Closed TomWhite-MedStar closed 1 year ago
Hmmm...I'll need more details, ie which query is being constructed , or why it is calling show columns in ...
. Sounds like it's trying to do a table upload? I'm not exactly sure....but let me do some digging. This analysis works like many of the other CDM analysis queries where we just construct sql and execute it on the source.
@chrisknoll , I believe this may be called from savePaths.sql. However, pasting that query into SqlDeveloper, one does not see the show columns
command. It appears that it is generated internally by SqlRender.
So, the saves path is a very standard insert into ... select from
that is used in different analysis SQL around the application (like cohort defs will insert the final cohort episodes into the results.cohort
table).
What I should do is look where savePaths.sql
is invoked, it's possible that there's some pre-work being done that would lead to that show columns
command.
So, I found this line, and it's doing a spark specific call to sparkHandleInsert
, which I think does those extra steps and I don't understand it because it should just be translating sql and I don't know why there's special steps for inserts.
@anton-abushkevich and @ssuvorov-fls , the git history shows you added work to support Spark, can you let us know what's going on in this code and hep us understand why it has to touch the database while translating an insert statement?
Just to follow up to my own question, the call over to sparkHandleInsert takes a connection string, and then passes a connection over to the other sparkhandleInsert call, but never does anything with the connection. I think we should remove that from the call and not open the connection while parsing the sql.
@anton-abushkevich and @ssuvorov-fls can you please provide your input?
@chrisknoll connection is used to get information about table structure to create "with ... as ... insert"
Ok, I thought it wasn't used, but I see it now where it calls out to sparkInsert. It feels very strange that we can't do a SqlTranslate on a SQL string without having a connection to the database in spark, but I think i understand that there's some limitation with Spark where we need to construct an insert statement as:
with cte_wrapper(col1, col2, col3) as (
... some select query to fetch insert data ...
)
insert into @targetTable
select col1, col2, col3
I believe the limitation was that we can't use the insert into table (col1, col2, col3) select col1, col2, col3 ...
syntax (ie: we can't specify the columns that we are inserting in the table) in DataBricks. @TomWhite-MedStar , is that still a limitation of google BigQuery or Spark? Because, the lack of support of that leads us to this (imo) convoluted operation where we get an insert statement with 3 columns, but the table has 4 columns and I think this piece of code has to 'fill in' blanks or select columns in the correct order to work around that we can't specify which columns in the table are assigned to wich values from the select statement.
With all due respect to Spark and GoogleBigQuery, I feel this limitation should disqualify that platform from use in the OHDSI stack....not being able to do a 1insert into T (col1, col2) select col1, col2 from Y` is a severe limitation...we insert data into tables all over the place.
@TomWhite-MedStar , the answer to the question about where 'show columns' is here. While it's trying to process an insert statement to rewrite it to folow the CTE form (described above) it needs to get the columsn in the table so that the INSERT INTO T (col1,col2) can be re-written to include the necessary columns for Spark.
I see now where the problem is in PathwayStatisticsTasklet:
String sql = SAVE_PATHS_SQL;
if (source.getSourceDialect().equals("spark")) {
sql = BigQuerySparkTranslate.sparkHandleInsert(sql, source.getSourceConnection());
}
PreparedStatementRenderer pathwayEventsPsr = new PreparedStatementRenderer(
source,
sql,
new String[]{"target_database_schema"},
new String[]{source.getTableQualifier(SourceDaimon.DaimonType.Results)},
new String[]{GENERATION_ID},
new Object[]{generationId}
);
The params aren't being replaced in the case of spark.

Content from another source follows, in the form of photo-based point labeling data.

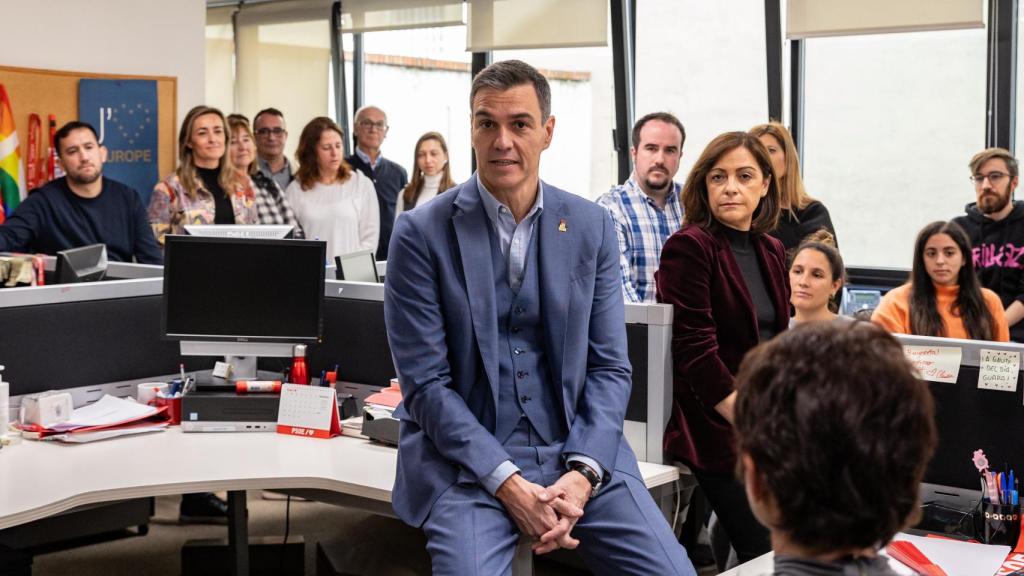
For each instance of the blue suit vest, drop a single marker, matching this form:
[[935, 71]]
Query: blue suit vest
[[524, 383]]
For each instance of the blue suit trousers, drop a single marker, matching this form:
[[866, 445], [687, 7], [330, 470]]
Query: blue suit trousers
[[622, 531]]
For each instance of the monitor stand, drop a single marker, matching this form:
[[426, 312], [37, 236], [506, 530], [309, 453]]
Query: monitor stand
[[243, 367], [206, 381], [241, 356]]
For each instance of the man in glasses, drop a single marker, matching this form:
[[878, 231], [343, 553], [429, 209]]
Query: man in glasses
[[389, 178], [270, 137], [995, 224]]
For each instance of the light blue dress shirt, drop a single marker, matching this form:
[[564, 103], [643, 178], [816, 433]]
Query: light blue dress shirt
[[514, 243]]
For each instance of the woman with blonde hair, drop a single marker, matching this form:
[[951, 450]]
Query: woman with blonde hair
[[332, 201], [271, 206], [431, 174], [801, 213], [203, 189]]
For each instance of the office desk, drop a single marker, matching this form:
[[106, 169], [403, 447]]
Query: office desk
[[41, 479]]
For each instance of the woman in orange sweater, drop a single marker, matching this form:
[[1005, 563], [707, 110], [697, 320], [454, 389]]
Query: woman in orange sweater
[[943, 297]]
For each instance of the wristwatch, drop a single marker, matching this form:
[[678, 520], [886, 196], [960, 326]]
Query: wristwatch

So need to add the part to render the sql with the correct params.
@TomWhite-MedStar can you try this PR and see if that addresses your issue?
Expected behavior
No generated queries throw errors
Actual behavior
This query sent to Spark (e.g. Databricks):
show columns in @target_database_schema.pathway_analysis_paths
without substituting@target_database_schema
. Note that it is a non-fatal error -- the Pathway analyses complete. However, the generated SQL does not include the specified list of columns, which may make the process brittle.Steps to reproduce behavior
If Atlas is pointing to a DataBricks SQL Warehouse, it logs all queries. This query occurs immediately before an insert into pathway_analysis_paths. However, sometimes the failed query is followed by a successful query.
The
show columns
command appears to be generated by the getMetaFields() function in BigQuerySparkTranslate.java, which is called from sparkInsert(). getMetaFields() is called within a try/catch statement, so does not cause Pathway Analysis to fail when it fails. Somehow the target_table parameter is not substituted sometimes.